では、それらの違いとは一体何でしょうか。また、どのように活用すればいいのでしょうか。

奨学金は実施している所によっても違う

まず、それぞれ実施しているところが違うということです。

奨学金の場合、有名なのは日本学生支援機構というところで毎月一定額を振り込んでもらえるというものです。

この一定額は生活費にも使えますし、ためておいて翌年の学校費用に当てることも可能です。また、それ以外にも修学旅行として使うこともできれば、様々な学校に関することや生徒の学生生活のために使うことができるようになっています。

それ以外にも国が実施している奨学金制度もあれば、地方や都道府県が実施しているものもあります。この場合でも一定額を毎月借りられるというものもあれば一定額を入学時や進学時などにまとめて借りられるという風になっており、いろいろな制度があります。

また、企業が実施している融資制度もあります。

中には学校が実施していることもあり、この場合は学費の減免という形で行われます。学費を支払う分が減り、非常にありがたい制度といえるでしょう。

学費の減免に関しては特に返済の義務が発生しないということもあり、非常に嬉しいものです。

一方、教育ローンを実施しているのは主に銀行や信販会社などであり、基本的に借りて返済するものだという考え方が主流です。

教育ローンは借金、必ず返済する必要がある

もう一つは返済の義務が必ずあるかどうかということです。
実は奨学金制度の中には、返済をしなくてもいいようにする奨学金免除制度というのがいくつかあります。

そのひとつは特定の仕事に就く人のためのもので、これは働きながら返済したり、一定期間その学校で学習した内容を活用して就業することにより返済を免除するというものです。

この場合は特に医療系の仕事に多く、看護や様々な技術を活かして働ける人が一定の条件を満たしながら働いたりすることで免除されます。

また、奨学金を実施している団体の中には、特定の職業についたり、本人が死亡したり重度の障害を得た場合には返済義務を免除する、としているものもあります。
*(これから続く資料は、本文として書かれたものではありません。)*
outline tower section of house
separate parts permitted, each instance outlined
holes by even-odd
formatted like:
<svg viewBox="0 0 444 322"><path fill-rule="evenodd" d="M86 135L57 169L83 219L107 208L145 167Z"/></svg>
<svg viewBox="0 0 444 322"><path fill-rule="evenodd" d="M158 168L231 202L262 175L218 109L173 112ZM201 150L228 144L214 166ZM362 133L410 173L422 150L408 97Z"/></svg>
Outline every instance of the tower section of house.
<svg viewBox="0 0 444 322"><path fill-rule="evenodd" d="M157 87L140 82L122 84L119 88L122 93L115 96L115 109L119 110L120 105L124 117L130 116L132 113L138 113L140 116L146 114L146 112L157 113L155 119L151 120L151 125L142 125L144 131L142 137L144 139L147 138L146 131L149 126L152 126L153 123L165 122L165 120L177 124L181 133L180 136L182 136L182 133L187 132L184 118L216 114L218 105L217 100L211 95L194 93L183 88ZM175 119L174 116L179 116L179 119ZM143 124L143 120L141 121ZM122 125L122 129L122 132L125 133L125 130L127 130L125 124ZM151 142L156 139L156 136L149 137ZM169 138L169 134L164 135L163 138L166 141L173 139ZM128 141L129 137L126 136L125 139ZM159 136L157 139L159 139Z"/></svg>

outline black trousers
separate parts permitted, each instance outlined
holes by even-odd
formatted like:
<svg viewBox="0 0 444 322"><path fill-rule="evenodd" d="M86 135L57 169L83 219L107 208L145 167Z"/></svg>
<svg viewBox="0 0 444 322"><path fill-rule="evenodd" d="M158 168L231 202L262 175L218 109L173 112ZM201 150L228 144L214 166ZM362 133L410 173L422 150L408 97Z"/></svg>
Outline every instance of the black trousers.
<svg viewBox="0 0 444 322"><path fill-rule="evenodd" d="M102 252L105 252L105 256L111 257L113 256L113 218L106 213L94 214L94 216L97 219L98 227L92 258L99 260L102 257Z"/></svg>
これはそれぞれの制度にもよりますが、融資の際に減免措置として行われていることが多く、説明のしおりなどにもしっかりと書かれています。このため、仮に返済義務があっても相続して返済する必要があるわけではないのです。

もし不幸なことになってしまったのなら、その実施・運営する期間に相談してみるといいでしょう。

一方、教育ローンは必ず返済しなくてはなりませんし、融資を受けたのならその金額は相続して親や子供が返済する必要がでて来ます。特に教育ローンに免除制度はありませんので、そこが違いといえば違いになるでしょう。

融資のやり方や審査の基準などもそれぞれ違う

ちなみに、教育ローンはその申込をした人の収入や審査の際の収入などが結構大事なポイントになります。
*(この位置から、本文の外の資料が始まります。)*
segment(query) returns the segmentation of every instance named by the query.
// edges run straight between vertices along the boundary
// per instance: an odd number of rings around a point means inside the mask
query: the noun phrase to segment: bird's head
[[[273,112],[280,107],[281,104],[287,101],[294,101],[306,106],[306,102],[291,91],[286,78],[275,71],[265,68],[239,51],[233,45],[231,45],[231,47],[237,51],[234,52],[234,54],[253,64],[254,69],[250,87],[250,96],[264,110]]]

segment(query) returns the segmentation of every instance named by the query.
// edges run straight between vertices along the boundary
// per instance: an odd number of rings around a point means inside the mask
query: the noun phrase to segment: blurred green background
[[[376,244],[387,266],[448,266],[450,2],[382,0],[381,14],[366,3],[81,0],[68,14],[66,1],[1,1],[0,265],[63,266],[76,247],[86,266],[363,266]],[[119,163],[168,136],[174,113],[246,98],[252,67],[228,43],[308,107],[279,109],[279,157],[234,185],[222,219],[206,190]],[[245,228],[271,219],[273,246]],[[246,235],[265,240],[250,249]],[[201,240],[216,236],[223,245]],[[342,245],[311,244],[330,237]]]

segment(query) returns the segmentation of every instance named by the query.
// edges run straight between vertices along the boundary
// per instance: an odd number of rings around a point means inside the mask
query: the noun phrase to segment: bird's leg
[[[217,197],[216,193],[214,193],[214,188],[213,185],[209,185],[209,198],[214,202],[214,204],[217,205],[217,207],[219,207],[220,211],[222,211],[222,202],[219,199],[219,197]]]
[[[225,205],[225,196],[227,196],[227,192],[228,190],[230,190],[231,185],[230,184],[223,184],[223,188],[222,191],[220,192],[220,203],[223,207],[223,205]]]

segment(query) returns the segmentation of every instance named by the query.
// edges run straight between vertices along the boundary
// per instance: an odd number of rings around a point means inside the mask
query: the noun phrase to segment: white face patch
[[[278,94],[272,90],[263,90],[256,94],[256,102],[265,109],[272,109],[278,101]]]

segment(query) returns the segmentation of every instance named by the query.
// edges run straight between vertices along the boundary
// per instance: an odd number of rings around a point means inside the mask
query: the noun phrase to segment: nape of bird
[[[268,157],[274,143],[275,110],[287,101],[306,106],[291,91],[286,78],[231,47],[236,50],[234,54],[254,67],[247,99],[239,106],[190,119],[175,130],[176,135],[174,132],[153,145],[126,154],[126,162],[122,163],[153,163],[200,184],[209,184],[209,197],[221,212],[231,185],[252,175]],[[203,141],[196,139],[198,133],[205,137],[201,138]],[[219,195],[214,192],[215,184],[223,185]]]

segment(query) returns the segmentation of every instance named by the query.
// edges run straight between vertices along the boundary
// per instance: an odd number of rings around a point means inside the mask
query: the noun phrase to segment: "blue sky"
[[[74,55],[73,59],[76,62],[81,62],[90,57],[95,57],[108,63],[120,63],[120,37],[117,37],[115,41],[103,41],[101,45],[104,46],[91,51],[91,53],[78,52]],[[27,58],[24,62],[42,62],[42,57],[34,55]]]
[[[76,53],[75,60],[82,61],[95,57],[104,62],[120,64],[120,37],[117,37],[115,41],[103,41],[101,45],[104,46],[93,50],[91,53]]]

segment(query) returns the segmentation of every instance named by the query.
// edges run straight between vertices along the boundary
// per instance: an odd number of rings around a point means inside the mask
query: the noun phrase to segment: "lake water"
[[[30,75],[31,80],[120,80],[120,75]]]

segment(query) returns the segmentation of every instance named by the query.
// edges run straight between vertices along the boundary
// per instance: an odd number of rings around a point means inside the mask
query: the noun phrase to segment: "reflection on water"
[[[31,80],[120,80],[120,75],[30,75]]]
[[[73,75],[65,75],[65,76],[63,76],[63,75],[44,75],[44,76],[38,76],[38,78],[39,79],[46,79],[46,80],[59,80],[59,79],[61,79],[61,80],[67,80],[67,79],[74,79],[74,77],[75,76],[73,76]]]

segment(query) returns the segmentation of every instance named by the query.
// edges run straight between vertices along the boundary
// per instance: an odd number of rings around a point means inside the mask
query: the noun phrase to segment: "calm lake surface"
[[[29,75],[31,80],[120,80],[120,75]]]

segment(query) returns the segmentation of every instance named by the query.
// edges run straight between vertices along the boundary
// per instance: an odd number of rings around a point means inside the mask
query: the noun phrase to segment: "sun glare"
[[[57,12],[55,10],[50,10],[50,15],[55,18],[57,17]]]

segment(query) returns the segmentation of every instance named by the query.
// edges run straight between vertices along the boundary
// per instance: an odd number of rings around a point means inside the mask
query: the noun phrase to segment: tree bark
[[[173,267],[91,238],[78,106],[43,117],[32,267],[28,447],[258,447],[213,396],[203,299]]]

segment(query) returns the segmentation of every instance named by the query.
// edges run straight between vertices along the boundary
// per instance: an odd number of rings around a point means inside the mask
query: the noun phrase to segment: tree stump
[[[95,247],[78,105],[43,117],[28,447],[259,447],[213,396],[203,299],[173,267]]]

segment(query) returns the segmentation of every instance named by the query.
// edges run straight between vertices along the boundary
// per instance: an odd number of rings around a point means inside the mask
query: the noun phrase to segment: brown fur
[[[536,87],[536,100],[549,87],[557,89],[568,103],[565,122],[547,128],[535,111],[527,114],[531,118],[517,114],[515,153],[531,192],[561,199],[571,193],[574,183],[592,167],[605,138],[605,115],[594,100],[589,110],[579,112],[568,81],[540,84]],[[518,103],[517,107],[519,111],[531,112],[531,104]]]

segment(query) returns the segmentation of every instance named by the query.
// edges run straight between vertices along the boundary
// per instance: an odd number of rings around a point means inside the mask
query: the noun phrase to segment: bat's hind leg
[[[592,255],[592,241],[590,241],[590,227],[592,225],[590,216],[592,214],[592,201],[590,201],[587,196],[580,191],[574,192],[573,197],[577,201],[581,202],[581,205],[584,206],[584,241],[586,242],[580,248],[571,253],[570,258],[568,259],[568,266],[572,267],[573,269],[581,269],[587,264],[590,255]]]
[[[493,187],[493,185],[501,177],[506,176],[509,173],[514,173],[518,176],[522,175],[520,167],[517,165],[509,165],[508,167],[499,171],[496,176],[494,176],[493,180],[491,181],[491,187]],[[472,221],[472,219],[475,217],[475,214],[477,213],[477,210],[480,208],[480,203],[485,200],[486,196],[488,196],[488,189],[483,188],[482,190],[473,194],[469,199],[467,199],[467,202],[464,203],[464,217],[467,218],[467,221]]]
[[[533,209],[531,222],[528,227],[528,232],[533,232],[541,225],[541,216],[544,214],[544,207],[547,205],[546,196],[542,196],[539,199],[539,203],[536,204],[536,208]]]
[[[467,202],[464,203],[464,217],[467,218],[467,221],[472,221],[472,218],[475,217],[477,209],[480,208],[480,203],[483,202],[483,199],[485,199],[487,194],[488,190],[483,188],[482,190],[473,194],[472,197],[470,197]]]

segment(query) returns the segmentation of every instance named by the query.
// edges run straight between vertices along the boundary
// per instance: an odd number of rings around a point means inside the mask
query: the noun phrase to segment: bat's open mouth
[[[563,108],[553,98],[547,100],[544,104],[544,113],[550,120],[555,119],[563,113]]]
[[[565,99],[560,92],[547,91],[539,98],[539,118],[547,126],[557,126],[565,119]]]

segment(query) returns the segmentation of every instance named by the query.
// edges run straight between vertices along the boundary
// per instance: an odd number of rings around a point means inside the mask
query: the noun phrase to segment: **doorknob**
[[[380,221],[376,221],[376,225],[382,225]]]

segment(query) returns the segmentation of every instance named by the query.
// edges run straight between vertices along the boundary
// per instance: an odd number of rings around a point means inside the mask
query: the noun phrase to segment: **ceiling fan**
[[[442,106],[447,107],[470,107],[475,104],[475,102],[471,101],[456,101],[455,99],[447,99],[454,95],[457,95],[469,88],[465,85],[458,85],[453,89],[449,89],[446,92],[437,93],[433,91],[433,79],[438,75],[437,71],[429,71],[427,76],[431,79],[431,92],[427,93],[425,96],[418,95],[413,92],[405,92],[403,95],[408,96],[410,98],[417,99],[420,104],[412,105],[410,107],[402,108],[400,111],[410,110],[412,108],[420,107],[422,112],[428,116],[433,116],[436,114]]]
これは奨学金でも同じなのですが、ある程度は収入がないと借りられないのが教育ローンであり、収入がない学生に対しても借りられるのが奨学金となっています。

奨学金の場合はなぜお金を借りるのか、というようなことも審査の対象となり、その結果によって借入金額や審査の通りやすさなども違うことがあります。

一方、教育ローンの場合は全く返済が見込めない人に対しては融資を行うことはそうありません。審査を行い、これまでの借り入れ実績や返済実績、信用情報などが悪い場合は借りられないことも珍しくはないのです。
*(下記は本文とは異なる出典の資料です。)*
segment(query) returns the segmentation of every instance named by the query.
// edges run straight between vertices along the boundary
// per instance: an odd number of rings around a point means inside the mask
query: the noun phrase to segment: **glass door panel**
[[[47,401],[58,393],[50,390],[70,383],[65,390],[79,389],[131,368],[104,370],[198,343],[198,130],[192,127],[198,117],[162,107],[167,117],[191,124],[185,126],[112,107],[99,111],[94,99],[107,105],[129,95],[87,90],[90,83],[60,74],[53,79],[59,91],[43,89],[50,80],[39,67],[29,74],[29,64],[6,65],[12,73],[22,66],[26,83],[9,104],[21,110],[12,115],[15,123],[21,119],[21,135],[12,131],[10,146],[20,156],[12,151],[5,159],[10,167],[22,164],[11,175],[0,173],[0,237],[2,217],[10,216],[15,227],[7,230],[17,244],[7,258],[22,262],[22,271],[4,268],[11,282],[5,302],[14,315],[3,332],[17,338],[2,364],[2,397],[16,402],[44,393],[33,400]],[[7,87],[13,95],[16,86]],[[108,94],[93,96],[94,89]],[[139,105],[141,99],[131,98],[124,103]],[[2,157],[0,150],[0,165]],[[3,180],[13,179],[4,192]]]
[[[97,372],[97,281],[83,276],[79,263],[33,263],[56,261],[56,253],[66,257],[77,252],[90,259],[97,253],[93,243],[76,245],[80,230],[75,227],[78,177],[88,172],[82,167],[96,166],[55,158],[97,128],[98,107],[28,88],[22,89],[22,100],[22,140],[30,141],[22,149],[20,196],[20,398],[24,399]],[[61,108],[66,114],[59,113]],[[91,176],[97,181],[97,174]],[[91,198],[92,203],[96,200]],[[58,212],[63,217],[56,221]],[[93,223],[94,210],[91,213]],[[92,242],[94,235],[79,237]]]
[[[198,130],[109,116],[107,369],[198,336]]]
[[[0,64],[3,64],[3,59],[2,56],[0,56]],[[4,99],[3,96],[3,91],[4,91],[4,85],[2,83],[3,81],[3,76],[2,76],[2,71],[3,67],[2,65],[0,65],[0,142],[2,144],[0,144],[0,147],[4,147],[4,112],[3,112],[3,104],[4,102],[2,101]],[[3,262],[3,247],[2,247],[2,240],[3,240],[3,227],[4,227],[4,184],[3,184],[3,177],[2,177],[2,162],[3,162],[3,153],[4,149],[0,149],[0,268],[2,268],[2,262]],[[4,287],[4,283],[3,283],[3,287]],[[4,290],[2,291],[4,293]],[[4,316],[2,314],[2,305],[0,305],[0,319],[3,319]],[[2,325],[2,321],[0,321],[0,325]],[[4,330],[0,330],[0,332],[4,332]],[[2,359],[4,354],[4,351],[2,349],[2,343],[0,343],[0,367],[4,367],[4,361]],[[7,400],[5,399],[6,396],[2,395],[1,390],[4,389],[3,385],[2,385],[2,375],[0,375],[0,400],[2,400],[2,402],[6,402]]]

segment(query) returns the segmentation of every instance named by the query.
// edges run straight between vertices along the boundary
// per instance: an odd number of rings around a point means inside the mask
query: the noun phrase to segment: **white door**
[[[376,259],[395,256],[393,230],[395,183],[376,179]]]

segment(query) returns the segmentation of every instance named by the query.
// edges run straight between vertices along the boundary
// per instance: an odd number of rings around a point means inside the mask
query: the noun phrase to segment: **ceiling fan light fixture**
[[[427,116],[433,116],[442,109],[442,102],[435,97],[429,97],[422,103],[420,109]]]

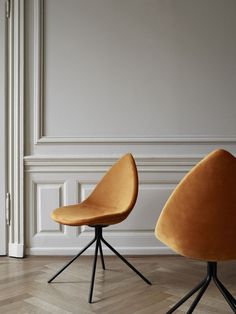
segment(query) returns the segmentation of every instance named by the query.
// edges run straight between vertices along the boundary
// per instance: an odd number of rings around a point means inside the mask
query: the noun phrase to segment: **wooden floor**
[[[128,258],[153,283],[148,286],[116,257],[100,261],[94,288],[94,303],[88,304],[91,257],[81,257],[54,283],[47,279],[67,257],[0,257],[0,313],[55,314],[164,314],[205,275],[205,264],[182,257]],[[236,262],[219,264],[219,277],[236,295]],[[189,303],[175,313],[186,313]],[[232,313],[213,284],[194,313]]]

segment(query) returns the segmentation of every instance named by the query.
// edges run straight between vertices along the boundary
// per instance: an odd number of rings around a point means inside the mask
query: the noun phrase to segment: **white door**
[[[5,1],[0,0],[0,255],[6,254]]]

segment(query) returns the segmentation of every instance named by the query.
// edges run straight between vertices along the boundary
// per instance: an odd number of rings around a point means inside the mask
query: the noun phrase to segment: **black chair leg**
[[[217,263],[216,262],[208,262],[207,263],[207,277],[200,282],[199,285],[197,285],[194,289],[192,289],[189,293],[186,294],[185,297],[183,297],[178,303],[176,303],[169,311],[166,312],[166,314],[173,313],[176,309],[178,309],[185,301],[187,301],[195,292],[198,290],[199,293],[195,300],[193,301],[192,305],[190,306],[189,310],[187,311],[187,314],[193,313],[194,309],[198,305],[199,301],[201,300],[201,297],[205,293],[209,283],[211,280],[214,280],[217,288],[220,290],[222,295],[224,296],[225,300],[233,310],[233,313],[236,313],[236,300],[232,296],[232,294],[225,288],[223,283],[218,279],[217,277]]]
[[[69,263],[67,263],[65,266],[63,266],[53,277],[51,277],[48,280],[48,283],[52,282],[57,276],[59,276],[71,263],[73,263],[81,254],[83,254],[94,242],[96,242],[95,246],[95,255],[94,255],[94,262],[93,262],[93,270],[92,270],[92,278],[91,278],[91,285],[90,285],[90,292],[89,292],[89,298],[88,302],[92,303],[93,298],[93,288],[94,288],[94,281],[95,281],[95,274],[96,274],[96,266],[97,266],[97,256],[98,256],[98,250],[100,251],[101,255],[101,262],[102,267],[105,270],[105,262],[104,262],[104,256],[102,251],[102,241],[105,245],[108,246],[108,248],[115,253],[125,264],[127,264],[136,274],[138,274],[145,282],[147,282],[149,285],[151,285],[150,281],[147,280],[134,266],[132,266],[122,255],[120,255],[109,243],[107,243],[103,237],[102,237],[102,228],[107,226],[90,226],[95,228],[95,238],[89,242],[89,244],[82,249]]]
[[[94,255],[94,261],[93,261],[93,271],[92,271],[91,286],[90,286],[90,293],[89,293],[89,299],[88,299],[89,303],[92,303],[92,297],[93,297],[93,287],[94,287],[94,279],[95,279],[95,273],[96,273],[99,242],[100,242],[100,239],[98,238],[96,242],[95,255]]]
[[[70,266],[70,264],[72,264],[81,254],[83,254],[96,240],[97,238],[95,237],[91,242],[89,242],[89,244],[85,248],[83,248],[75,257],[73,257],[71,261],[69,261],[69,263],[64,265],[53,277],[51,277],[48,280],[48,283],[52,282],[57,276],[59,276],[63,272],[63,270]]]
[[[197,295],[196,299],[191,304],[187,314],[193,313],[195,307],[198,305],[198,303],[201,300],[204,292],[206,291],[207,287],[209,286],[210,281],[211,281],[211,278],[207,278],[207,280],[205,281],[204,285],[201,287],[201,290],[198,292],[198,295]]]
[[[102,252],[102,242],[99,239],[99,251],[100,251],[100,256],[101,256],[101,262],[102,262],[102,268],[105,270],[105,262],[104,262],[104,257],[103,257],[103,252]]]
[[[194,293],[196,293],[199,289],[201,289],[205,283],[206,283],[206,279],[201,281],[195,288],[193,288],[189,293],[187,293],[181,300],[178,301],[178,303],[176,303],[168,312],[166,312],[166,314],[171,314],[175,310],[177,310],[177,308],[179,308],[185,301],[191,298],[191,296]]]
[[[226,289],[223,283],[218,278],[215,278],[215,283],[216,285],[219,285],[221,287],[221,289],[224,291],[224,293],[227,295],[230,301],[236,306],[236,299],[232,296],[229,290]]]
[[[139,277],[141,277],[147,284],[151,285],[151,282],[145,278],[133,265],[131,265],[120,253],[118,253],[106,240],[101,238],[102,242],[115,253],[126,265],[128,265]]]
[[[232,296],[232,294],[225,288],[225,286],[220,282],[220,280],[216,277],[214,278],[214,282],[218,289],[220,290],[221,294],[231,307],[234,313],[236,313],[236,300]]]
また、お金をよそから借りすぎているような場合もこれに含まれるのです。

ちなみに返済について融通がききやすいのも奨学金です。というのも、教育ローンは一度返済を始めたら減免や返済を待ってくれる制度はそうありませんが、奨学金を行っている団体の中にはこういった待ってくれる制度を取り入れて、無理なく返済できるように配慮してくれているところもあります。このため、もし収入が少なかったり失職してしまった時の大変さもだいぶ違ってきます。